Babiš clarifies NATO remarks with Poland PM, claims recent comments in live debate were taken out of context

The Czech presidential candidate was asked if he would honor NATO’s principle of collective defense should Poland or the Baltic nations be attacked

editor: REMIX NEWS
author: Thomas Brooke
Presidential candidate Andrej Babis accompanied by his wife leaves the stage following a presser after the preliminary results for the first round of the presidential election in Prague, Czech Republic, Saturday, Jan. 14, 2023. (AP Photo/Petr David Josek)

Czech presidential candidate Andrej Babiš has accused the mainstream media of twisting his words to suggest the former Czech prime minister would not honor the country’s NATO obligations and send troops to defend Poland or the Baltic nations should they be attacked.

During a televised debate on Sunday evening, Babiš was asked whether the Czech Republic would send soldiers into an open conflict in the event of an attack on Poland or the Baltic states, to which he replied, “Where do you mean? To war? Certainly not.”

When pressed on the matter, the presidential candidate asked, “And why should we have an open conflict? I want peace.”

Babiš was asked if he would honor NATO’s principle of collective defense if he was the country’s commander-in-chief, to which he replied, “I am not the commander-in-chief. Yes, if I was.”
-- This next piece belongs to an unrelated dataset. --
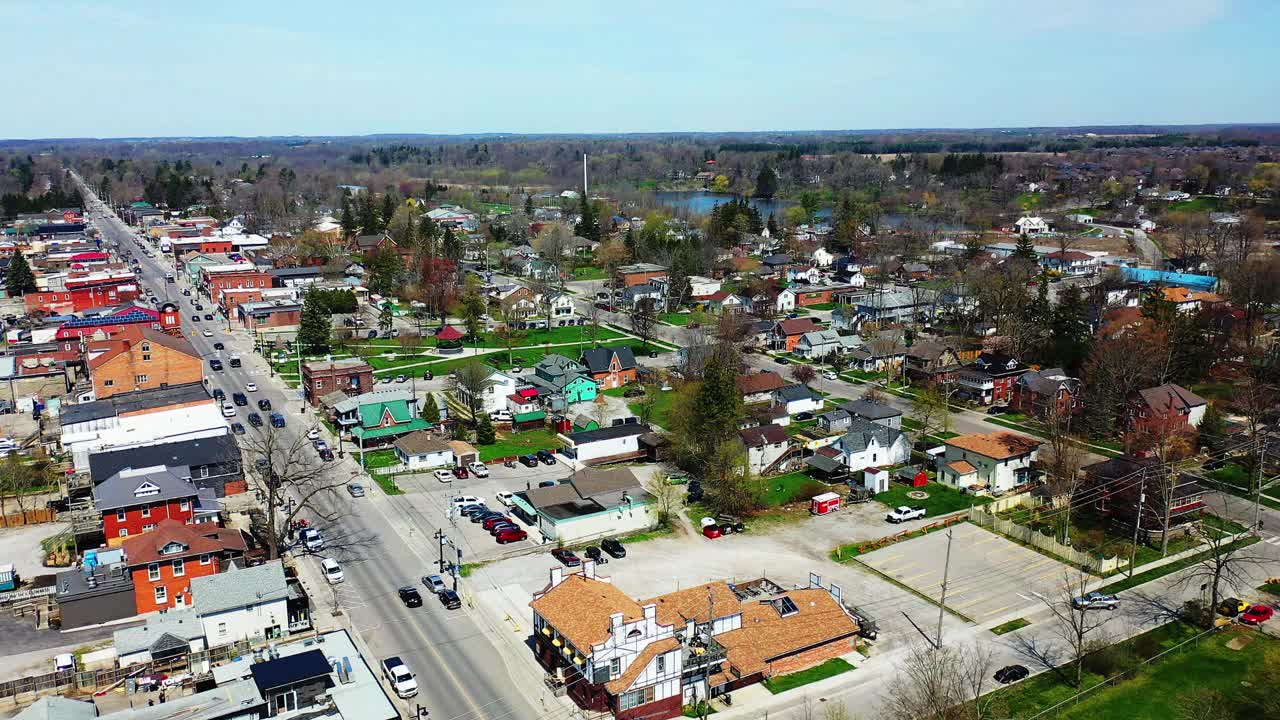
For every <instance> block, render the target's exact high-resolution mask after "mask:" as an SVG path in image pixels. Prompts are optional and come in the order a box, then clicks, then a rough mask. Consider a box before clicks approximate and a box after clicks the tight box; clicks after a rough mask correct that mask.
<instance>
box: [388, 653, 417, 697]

However, his remarks appeared contradictory, and later in the debate he told viewers, “I want peace. I do not want war, and I would not send our children and our women’s children to war under any circumstances.”

The comments were reported across various news outlets and sparked anger in Poland and the Baltics. However, Babiš claimed on Monday that his words had not been contextualized, saying he was speaking from a viewpoint that conflict involving a NATO member was unthinkable.

“I fundamentally reject the attempt to distort my statements that were made during yesterday’s debate,” Babiš tweeted on Monday. “I have never questioned Article 5, i.e., the collective defense of NATO. I just didn’t want to even imagine that World War 3 could happen. That is why politicians must strive for peace and prevent war.

“It was clear from the context of the debate,” Babiš said, adding he had written to Polish Prime Minister Morawiecki regarding the matter, and has asked Czech President Zeman to speak with Polish President Duda during a planned meeting in Náchod on Tuesday.

Babiš is involved in a run-off for the Czech presidency, with voters heading to the polls to choose between the former prime minister and retired NATO General Petr Pavel on Jan. 27-28.

The latest polling shows Pavel ahead at 58 percent and Babiš’ at 42 percent with the 9 percent of undecided voters removed.